In re TD Banknorth S’holders Litig.
Case Summary
Vigorously Protecting Shareholders and Maximizing Recoveries
Robbins Geller obtained a $50 million settlement for the minority shareholders of TD Banknorth in connection with a going-private merger announced on April 20, 2007 in which Toronto-Dominion Bank, TD Banknorth’s majority stockholder, cashed out TD Banknorth’s public stockholders for $32.33 per share. Plaintiffs alleged that the process underlying the going-private merger was defective and was unfair to the class because Toronto-Dominion sought to buy the outstanding shares of TD Banknorth that it did not own for inadequate and unfair consideration to acquire TD Banknorth during a period of short-term weakness in its stock price. Plaintiffs alleged that defendants’ unlawful conduct in connection with the going-private merger constituted, among other things, breaches of defendants’ fiduciary duties of loyalty disclosure and a violation of a stockholders agreement entered into by Toronto-Dominion and TD Banknorth when Toronto-Dominion acquired a controlling interest in TD Banknorth during 2005.
After the announcement of Toronto-Dominion’s proposal to acquire TD Banknorth, a number of individual investors, represented by several small boutique law firms, filed complaints in Delaware Chancery Court. Robbins Geller filed suit on behalf of a plaintiff in Maine state court because TD Banknorth was headquartered in Maine. As such, two suits were proceeding at the same time – one in Delaware by the Delaware plaintiffs and the other by Robbins Geller in Maine. The Delaware plaintiffs attempted to quickly settle the case for a total of $3 million.
Meanwhile, Robbins Geller and their client aggressively litigated their case in Maine, pushed forward on expedited discovery, deposed key directors and officers of Toronto-Dominion and TD Banknorth, and obtained strong evidence in support of their claims. Armed with this evidence, Robbins Geller, on behalf of an individual investor and institutional investor City of Dearborn Heights Act 345 Police & Fire Retirement System, brought their case and legal theories to Delaware and objected to the settlement reached by the Delaware plaintiffs. The Delaware Chancery Court agreed with Robbins Geller that the settlement reached by the original Delaware plaintiffs was inadequate, rejected the settlement, and appointed Robbins Geller and their clients as lead counsel and lead plaintiffs in the Delaware action.

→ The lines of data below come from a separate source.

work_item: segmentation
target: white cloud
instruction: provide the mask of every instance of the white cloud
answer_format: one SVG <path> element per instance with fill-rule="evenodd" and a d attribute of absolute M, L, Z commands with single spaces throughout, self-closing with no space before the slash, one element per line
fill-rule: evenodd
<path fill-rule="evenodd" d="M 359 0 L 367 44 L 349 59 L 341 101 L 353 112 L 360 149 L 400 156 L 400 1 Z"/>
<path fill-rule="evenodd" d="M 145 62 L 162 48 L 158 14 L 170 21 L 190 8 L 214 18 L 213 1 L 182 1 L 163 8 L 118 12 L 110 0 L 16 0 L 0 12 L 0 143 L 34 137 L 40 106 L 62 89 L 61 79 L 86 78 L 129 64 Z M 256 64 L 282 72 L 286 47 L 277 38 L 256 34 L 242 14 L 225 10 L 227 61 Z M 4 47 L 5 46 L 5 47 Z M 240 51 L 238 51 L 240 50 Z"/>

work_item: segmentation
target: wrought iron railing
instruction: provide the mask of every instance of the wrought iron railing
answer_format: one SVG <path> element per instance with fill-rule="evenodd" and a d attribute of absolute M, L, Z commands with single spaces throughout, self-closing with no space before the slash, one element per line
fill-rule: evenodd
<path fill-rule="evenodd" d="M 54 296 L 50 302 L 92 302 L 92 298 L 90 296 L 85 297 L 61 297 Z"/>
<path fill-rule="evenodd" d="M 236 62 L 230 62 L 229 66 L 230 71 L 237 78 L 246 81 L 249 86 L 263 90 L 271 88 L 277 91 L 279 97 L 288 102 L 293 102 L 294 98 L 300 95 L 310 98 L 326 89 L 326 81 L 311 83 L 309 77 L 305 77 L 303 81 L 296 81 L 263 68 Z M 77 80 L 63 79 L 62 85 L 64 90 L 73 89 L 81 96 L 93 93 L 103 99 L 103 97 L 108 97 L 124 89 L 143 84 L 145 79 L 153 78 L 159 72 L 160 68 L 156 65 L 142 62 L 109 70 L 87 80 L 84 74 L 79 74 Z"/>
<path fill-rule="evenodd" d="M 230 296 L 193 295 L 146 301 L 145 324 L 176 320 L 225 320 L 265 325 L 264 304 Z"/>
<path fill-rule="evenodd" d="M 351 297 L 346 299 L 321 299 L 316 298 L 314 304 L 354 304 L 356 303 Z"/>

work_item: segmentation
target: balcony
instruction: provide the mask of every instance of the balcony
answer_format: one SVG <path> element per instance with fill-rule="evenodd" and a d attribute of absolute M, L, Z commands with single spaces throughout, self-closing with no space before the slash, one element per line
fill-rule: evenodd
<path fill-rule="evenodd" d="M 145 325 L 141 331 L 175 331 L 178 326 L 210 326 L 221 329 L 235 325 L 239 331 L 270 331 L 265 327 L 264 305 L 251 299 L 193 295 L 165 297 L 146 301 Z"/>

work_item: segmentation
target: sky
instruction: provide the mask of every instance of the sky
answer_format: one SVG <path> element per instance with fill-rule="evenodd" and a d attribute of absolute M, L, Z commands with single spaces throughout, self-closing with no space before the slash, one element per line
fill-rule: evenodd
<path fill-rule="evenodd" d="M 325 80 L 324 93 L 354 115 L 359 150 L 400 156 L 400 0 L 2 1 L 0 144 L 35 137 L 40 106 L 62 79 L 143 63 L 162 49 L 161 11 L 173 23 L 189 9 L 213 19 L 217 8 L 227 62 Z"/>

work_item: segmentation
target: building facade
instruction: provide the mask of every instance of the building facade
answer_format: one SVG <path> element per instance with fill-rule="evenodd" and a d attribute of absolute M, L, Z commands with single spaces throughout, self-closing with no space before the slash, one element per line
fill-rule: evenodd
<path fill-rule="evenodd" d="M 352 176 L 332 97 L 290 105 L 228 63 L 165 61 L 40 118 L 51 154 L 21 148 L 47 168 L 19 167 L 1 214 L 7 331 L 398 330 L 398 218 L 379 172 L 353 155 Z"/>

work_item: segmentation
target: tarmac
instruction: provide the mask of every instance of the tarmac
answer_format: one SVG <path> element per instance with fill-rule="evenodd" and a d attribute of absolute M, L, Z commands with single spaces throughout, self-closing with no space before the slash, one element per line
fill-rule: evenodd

After contentious class certification discovery and motion activity, the court certified the class, appointed Robbins Geller’s clients as class representatives and appointed Robbins Geller as class counsel. This paved the way for Robbins Geller to continue pushing hard on fact discovery. Ultimately, after 2 years of litigation and with a trial date in sight, the defendants agreed to settle the case for $50 million, which is more than 16 times the amount shareholders would have received under the settlement proposed by the original Delaware plaintiffs. Robbins Geller’s litigation team was led by partners Samuel H. Rudman and Evan J. Kaufman.
The judge presiding over the case in Delaware described the efforts by Robbins Geller in this action as follows: “This is one of the cases – there’s probably been a half a dozen since I’ve been a judge that I handled which have – really through the sheer diligence and effort of plaintiffs’ counsel – resulted in substantial awards for plaintiffs, after overcoming serious procedural and other barriers. . . . [I]t appears plainly from the papers that you and your co-counsel have diligently, and at great personal expense and through the devotion of many thousands of hours of your time, prosecuted this case to a successful conclusion.”
The excellent result in this case showcases Robbins Geller’s dedication and ability to maximize the recovery for shareholders regardless of the legal or procedural hurdles in front of them.
In re TD Banknorth S’holders Litig., No. 2557-VCL (Del. Ch.).